Sascha Spors,
Professorship Signal Theory and Digital Signal Processing,
Institute of Communications Engineering (INT),
Faculty of Computer Science and Electrical Engineering (IEF),
University of Rostock,
Germany

# Data Driven Audio Signal Processing - A Tutorial with Computational Examples

Winter Semester 2022/23 (Master Course #24512)

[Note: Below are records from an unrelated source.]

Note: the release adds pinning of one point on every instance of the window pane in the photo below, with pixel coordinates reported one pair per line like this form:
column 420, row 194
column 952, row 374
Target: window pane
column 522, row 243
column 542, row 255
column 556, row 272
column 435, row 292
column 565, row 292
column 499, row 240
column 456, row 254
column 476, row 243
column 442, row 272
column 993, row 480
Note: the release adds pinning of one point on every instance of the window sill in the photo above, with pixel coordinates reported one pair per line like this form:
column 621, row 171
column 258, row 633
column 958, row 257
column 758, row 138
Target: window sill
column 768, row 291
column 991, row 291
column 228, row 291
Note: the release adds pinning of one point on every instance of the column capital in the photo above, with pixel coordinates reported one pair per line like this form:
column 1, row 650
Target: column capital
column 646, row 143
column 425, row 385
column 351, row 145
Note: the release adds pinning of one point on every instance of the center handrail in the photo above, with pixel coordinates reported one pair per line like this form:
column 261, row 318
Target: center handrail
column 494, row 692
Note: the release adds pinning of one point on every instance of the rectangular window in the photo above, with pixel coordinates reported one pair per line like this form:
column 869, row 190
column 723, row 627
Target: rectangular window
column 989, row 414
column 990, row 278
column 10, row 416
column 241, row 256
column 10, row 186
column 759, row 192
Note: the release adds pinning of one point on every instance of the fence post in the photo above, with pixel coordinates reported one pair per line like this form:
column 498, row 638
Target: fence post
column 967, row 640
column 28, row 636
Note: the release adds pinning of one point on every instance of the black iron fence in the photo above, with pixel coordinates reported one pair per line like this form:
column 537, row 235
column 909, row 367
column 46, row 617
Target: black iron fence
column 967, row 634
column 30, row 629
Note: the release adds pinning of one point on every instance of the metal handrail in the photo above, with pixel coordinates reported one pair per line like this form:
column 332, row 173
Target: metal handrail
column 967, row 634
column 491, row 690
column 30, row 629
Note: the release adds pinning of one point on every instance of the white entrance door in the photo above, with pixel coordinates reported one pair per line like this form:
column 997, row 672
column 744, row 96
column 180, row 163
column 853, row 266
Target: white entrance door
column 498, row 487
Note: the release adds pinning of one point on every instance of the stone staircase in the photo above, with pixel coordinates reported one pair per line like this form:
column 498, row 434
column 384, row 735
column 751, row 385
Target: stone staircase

- lecture: https://github.com/spatialaudio/data-driven-audio-signal-processing-lecture
- tutorial: https://github.com/spatialaudio/data-driven-audio-signal-processing-exercise

Feel free to contact lecturer frank.schultz@uni-rostock.de

# Trade-Off Between Bias^2 / Variance and Check for Model Complexity

- we use plain ordinary **least squares** (OLS) based **linear regression** to discuss a very fundamental aspect when we learn from data, i.e. we create prediction models
- this aspect is known as bias-variance trade-off
- in general we can split the squared sum of (true model data - predicted model data) into three components
$$\text{model bias}^2 + \text{model variance} + \text{noise variance}$$
- a model will never explain all variance (which is actually not wanted for a useful robust model), so certain noise variance remains
- we can influence the model bias and model variance obviously by the choice of the model  
- however, we cannot at the same time have lowest model bias *and* lowest model variance to reduce the overall error for predictions
- we therefore need to find a good compromise between bias and variance and especially we need to avoid two extremes
    - underfit case, with typically too low model complexity yielding high bias and low variance
    - overfit case, with typically too high model complexity yielding low bias and high variance

In this notebook we therefore check **over**-/**underfitting** via bias$^2$/variance quantities and $R_{\text{adjusted}}^2$ on models that were trained and predicted on noisy data (note here: **train data=test data**).

For this toy example we know the true world (unnoisy) data, because we know the linear model equation that creates these data; hence, we are pretty sure about our interpretations on the performances of the different models.
In real practice we deal with an unknown model equation, so we should properly check for over-/underfitting on our model estimates.

A robust prediction model should have a **reasonable trade-off between bias^2/variance** and reasonable **high** $R_{\text{adjusted}}^2$ **mean** but **low** $R_{\text{adjusted}}^2$ **variance** (see this notebook).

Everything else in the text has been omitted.